From Madrid’s perspective, it had little choice in how it could respond. It doesn’t matter that more polls indicate a slight preference among Catalans to remain part of Spain rather than to leave. More polls indicated a slight preference for “remain” over “leave” in Brexit too. The polls are too close for Madrid’s comfort, and Spain won’t leave its future to chance.

It’s a lose-lose situation. Letting the referendum proceed could spell the slow and painful dissolution of Spain as we know it, but cracking down only strengthens the argument for Catalan independence. In fact, though the polls have indicated that the referendum is a toss-up, they’ve been unambiguous about one thing: Many Catalans who are against independence also believe that the choice is ultimately theirs, not Madrid’s, to make.

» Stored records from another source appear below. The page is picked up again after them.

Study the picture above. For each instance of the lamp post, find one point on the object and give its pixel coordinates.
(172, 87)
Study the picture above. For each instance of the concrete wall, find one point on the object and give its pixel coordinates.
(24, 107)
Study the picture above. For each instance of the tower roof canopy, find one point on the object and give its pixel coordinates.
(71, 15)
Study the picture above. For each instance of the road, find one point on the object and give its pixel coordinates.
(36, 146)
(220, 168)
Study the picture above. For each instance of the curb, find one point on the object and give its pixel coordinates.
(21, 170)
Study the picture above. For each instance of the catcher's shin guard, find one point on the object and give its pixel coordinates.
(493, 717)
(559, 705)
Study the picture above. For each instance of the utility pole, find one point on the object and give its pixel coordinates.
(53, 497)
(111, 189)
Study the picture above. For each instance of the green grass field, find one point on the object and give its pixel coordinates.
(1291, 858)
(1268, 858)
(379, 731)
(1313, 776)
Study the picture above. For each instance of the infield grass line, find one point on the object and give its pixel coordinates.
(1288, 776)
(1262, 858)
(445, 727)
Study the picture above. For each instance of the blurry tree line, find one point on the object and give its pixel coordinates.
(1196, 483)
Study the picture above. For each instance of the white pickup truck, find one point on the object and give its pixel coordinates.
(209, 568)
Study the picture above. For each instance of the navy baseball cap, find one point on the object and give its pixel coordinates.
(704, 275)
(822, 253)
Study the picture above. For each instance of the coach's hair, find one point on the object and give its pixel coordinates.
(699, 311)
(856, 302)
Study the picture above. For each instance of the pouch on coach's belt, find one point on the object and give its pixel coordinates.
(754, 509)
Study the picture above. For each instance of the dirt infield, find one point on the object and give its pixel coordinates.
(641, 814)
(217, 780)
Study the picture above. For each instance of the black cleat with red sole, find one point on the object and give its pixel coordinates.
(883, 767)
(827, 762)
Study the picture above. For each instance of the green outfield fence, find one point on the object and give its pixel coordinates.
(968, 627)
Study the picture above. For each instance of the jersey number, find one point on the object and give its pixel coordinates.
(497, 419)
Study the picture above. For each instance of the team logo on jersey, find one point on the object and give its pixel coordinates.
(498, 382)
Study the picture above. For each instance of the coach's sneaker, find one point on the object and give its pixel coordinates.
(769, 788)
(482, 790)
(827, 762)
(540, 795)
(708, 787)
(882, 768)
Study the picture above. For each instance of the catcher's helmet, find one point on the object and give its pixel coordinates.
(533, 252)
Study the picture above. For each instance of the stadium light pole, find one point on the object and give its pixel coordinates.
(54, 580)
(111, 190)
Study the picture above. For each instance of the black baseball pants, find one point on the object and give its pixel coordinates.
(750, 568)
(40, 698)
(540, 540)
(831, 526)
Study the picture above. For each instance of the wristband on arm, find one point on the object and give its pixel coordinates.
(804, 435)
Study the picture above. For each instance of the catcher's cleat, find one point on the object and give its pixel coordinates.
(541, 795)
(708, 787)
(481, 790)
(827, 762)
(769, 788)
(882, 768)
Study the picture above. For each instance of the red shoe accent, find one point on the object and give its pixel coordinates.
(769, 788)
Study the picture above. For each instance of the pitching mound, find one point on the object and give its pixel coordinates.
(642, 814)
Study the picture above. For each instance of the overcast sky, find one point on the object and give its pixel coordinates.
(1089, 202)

At a certain point, the referendum will stop being just an internal Spanish issue and will become a European one. Indeed, prominent voices within Spain have already sought Brussels’ help. In a Sept. 28 op-ed for The Guardian, Barcelona Mayor Ada Colau wrote that although she personally opposed independence, the Spanish government had gone too far. She therefore appealed to the European Commission to intervene and mediate between the Spanish and Catalan governments so that the two sides could come to a “negotiated and democratic solution.” Catalonia is not the only would-be new nation-state in Europe, and from Scotland to Kosovo, eyes are trained on Brussels, awaiting its response. When it looked like Scotland might try to leave the United Kingdom after Brexit, the EU ignored the issue. It will be much harder for Brussels to look the other way if Catalonia votes for independence or if Spain cracks down even harder than it already has in the lead-up or aftermath of the referendum.

A spokesman for the Catalan government on Sept. 25 described the Spanish government’s most recent attempts to block the referendum as being no different from the ways in which authoritarian regimes in China and North Korea govern their respective countries. That is an exaggeration – Catalan ministers aren’t being executed by anti-aircraft batteries or facing a Great Proletarian Cultural Revolution. But the Spanish government is undeniably using force to prevent the referendum, and whether Oct. 1 or sometime later, there is probably more violence to come. That is because from Madrid’s perspective, the nobility and legitimacy of the Spanish nation is under attack from hulking giants. The trouble for Madrid is that it is not under attack from giants. It is tilting at Catalans. And it isn’t a fight Madrid can win.